Local lawyer Bill Mansfield previously warned the council he'd be filing the lawsuit because he thinks someone should receive due process before being banned.
"I said I was going to file it, and I had every intention of doing so," he said.
Mansfield represents Gary and Patricia Pound, who he says are local residents who don't support the city's position. The Pounds could not be reached for comment Wednesday.
The council's ordinance, approved May 4, allows police to ban someone in the town center for a number of offenses, including drunkenness, sex offenses, criminal mischief, graffiti, failure to control dangerous dogs, public urination, harassment, menacing and theft. Sleeping or camping in the downtown wouldn’t trigger the exclusion.
Mansfield said the ordinance violates free speech, free association and the right to travel and movement, referring to both the U.S. and Oregon constitutions.

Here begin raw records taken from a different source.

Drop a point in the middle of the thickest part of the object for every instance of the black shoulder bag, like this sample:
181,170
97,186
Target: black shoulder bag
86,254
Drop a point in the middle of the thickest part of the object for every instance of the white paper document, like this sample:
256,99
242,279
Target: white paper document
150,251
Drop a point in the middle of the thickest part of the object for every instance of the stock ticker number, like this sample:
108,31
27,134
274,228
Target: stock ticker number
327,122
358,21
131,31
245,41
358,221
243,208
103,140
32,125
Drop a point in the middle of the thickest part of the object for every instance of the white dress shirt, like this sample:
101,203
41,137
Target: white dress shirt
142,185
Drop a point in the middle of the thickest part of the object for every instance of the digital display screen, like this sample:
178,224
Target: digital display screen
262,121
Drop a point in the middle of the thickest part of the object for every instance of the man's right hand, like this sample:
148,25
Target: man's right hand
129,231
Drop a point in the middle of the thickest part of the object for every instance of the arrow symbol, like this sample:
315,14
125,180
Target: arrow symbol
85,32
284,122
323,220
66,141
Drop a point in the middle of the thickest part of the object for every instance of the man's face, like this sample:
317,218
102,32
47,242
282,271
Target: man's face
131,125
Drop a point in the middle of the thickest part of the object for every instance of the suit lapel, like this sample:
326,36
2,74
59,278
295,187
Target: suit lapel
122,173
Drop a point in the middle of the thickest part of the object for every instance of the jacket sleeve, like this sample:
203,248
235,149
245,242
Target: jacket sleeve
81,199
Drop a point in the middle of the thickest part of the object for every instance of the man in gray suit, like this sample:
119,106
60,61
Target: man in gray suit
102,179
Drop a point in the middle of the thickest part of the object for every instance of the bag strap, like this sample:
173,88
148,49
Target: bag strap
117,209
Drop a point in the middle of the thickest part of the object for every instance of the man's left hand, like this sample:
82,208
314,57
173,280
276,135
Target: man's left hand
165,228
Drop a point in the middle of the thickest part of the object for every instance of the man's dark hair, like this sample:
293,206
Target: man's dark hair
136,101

"They (the city) are also making the mistake of banishing the people before a due process hearing," Mansfield said. "That was a real mistake on the part of the drafters." He said the "mistake" violates the due process clause of the 14th Amendment of the U.S. Constitution.
Mansfield has filed a similar lawsuit against the city of Ashland and is planning to file one against the city of Talent if it approves a similar ordinance.
He said the Pounds haven't been excluded from downtown but should still have legal standing to pursue the lawsuit against the city for a number of reasons, including that they live in Medford, Mansfield said.
Medford police say they haven't yet excluded anyone from downtown under the new ordinance, though they did exclude someone from Alba Park recently. The new exclusion zone is similar to one that already existed for city parks, where violators of local laws can be banned for up to 180 days. About 100 people are excluded from Medford parks under the previous ordinance.
When the council approved the downtown exclusion zone, some councilors and audience members were concerned that it is directly targeting the homeless, who have been hanging out in Alba Park.
Downtown business owners have expressed concern about the large presence of homeless people, as well as drunken behavior.
Mansfield's suit doesn't mention the homeless issue, and other councilors have taken pains to point out that the ordinance doesn't mention the homeless.
Councilor Kevin Stine, who joined Councilor Kay Brooks in voting against the exclusion ordinance, said, "We cannot comment on any pending legal matters."